Wednesday, April 29, 2009

Wow I am Weak


Prayer for Spiritual Strength

14 For this reason I bow my knees before the Father, 15 from whom every family [3] in heaven and on earth is named, 16 that according to the riches of his glory he may grant you to be strengthened with power through his Spirit in your inner being, 17 so that Christ may dwell in your hearts through faith—that you, being rooted and grounded in love, 18 may have strength to comprehend with all the saints what is the breadth and length and height and depth, 19 and to know the love of Christ that surpasses knowledge, that you may be filled with all the fullness of God.

I sure do wish I were the person in Ephesians 3:14-19.
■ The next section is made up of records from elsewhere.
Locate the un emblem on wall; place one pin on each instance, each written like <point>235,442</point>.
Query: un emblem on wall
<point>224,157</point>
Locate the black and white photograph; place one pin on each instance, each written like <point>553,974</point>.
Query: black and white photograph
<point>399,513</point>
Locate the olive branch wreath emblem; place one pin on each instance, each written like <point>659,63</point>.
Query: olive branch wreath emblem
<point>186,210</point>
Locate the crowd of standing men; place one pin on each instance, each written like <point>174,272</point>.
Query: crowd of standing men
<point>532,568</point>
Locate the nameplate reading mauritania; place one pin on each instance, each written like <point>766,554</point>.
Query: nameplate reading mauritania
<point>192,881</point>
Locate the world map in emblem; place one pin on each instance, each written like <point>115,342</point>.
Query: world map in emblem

I am not as strong as I think I am. I am therefore not the person I think I am. In my youth I used to think I was strong and could handle anything that came my way. Really who doesn't? There certainly was Grace sufficient to sustain me during those struggles. The picture of that walk looked nothing like "being rooted and grounded in love". In my wiser years, you know after college, I recall even boasting in my ability to handle stressful situations. As if that was a job skill that would set me apart from others. Well, I landed that job. The first chance I had to get out of there... I took it! Because by no means did I "comprehend with all the saints what is the breadth and length and height and depth". As I have reflected on these things, my current claim to strength is only in fleeting moments of intensity. So now, I am thinking only in emergency situations. Because they are usually brief! So reading this one might think that I am growing less strong in my faith as the years fly by. But really I am trusting more and more to "know the love of Christ that surpasses knowledge". And pretty soon, I'll be just as weak in a crisis as I think I am strong now! Maybe then I will be "filled with all the fullness of God."